Mystery in the Channel, by Freeman Wills Crofts, was first published in 1931, the same year as last week's Forgotten Book, The Secret of High Eldersham. The two novels are very different, and this illustrates the point that the range of Golden Age fiction - even in the case of authors such as Crofts and John Rhode/Miles Burton, who are often lumped together and labelled "humdrums" - is actually quite extensive.
A steamer sailing from Newhaven to Dieppe comes across a yacht which has an apparently dead man on deck. The crew board the yacht and find another corpse down below. What on earth has happened?Wisely, a decision is taken to call in Scotland Yard, and the case is passed to Inspector French, that most dogged of detectives.

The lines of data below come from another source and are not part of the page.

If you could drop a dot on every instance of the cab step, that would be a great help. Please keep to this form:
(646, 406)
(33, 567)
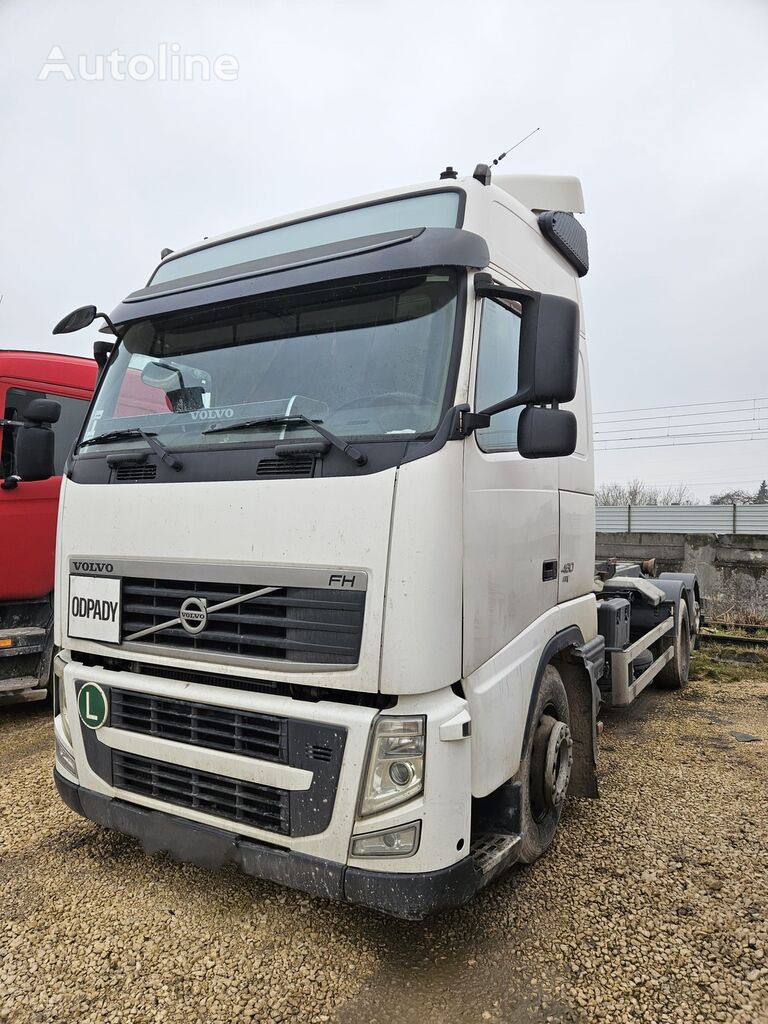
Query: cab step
(493, 852)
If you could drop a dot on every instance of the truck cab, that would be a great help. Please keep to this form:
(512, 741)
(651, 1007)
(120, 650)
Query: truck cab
(326, 602)
(28, 514)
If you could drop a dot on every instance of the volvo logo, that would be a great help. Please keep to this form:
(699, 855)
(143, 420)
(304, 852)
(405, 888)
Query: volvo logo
(194, 614)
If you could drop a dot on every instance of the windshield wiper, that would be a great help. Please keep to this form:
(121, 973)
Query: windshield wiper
(118, 435)
(297, 418)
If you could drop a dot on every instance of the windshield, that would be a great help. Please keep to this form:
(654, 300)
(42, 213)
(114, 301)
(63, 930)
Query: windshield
(368, 359)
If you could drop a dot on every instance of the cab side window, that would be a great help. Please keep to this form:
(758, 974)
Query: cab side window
(497, 375)
(65, 431)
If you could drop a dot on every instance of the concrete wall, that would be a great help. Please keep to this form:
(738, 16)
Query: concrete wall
(732, 568)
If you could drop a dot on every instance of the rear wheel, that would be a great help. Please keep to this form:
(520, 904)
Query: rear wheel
(675, 674)
(545, 770)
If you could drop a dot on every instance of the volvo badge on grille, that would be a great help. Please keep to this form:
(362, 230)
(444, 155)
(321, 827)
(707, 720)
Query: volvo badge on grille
(194, 614)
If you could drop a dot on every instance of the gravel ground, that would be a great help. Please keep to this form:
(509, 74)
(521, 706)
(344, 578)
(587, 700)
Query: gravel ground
(651, 906)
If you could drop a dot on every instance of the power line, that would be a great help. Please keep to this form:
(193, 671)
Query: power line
(686, 416)
(689, 404)
(637, 448)
(672, 426)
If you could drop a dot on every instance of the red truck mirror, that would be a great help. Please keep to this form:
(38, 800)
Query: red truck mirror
(35, 440)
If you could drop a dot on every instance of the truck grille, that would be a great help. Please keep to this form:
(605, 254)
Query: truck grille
(309, 626)
(258, 806)
(249, 733)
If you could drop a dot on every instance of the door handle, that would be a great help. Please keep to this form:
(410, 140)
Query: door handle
(549, 569)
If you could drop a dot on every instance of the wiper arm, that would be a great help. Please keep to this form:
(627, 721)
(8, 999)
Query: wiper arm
(297, 418)
(150, 436)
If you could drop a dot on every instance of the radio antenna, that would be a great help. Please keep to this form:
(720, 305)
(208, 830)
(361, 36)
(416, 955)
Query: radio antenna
(503, 155)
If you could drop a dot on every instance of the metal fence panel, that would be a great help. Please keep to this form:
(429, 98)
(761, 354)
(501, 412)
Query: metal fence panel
(752, 519)
(612, 518)
(681, 519)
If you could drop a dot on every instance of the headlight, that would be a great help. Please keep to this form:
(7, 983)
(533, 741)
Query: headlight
(395, 768)
(402, 842)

It soon emerges that the dead men were prime movers in a dodgy financial business. Were they fleeing their creditors, and if so, who made their escape from justice more permanent than they'd intended? In 1931, this was a highly topical story-line, and Crofts makes it very clear, all the way through the book, that he is contemptuous of those who exploit the financially vulnerable. His sympathy is for the victims of the swindlers, ordinary people who face ruin.
I enjoyed this story. It is well-constructed, as usual with Crofts, and suspicion shifts from one candidate to another in a very satisfying way. There's a good, dramatic climax, too. All in all, a good example of Crofts' skill at plotting, and a story that is sufficiently "different" to be well worth remembering.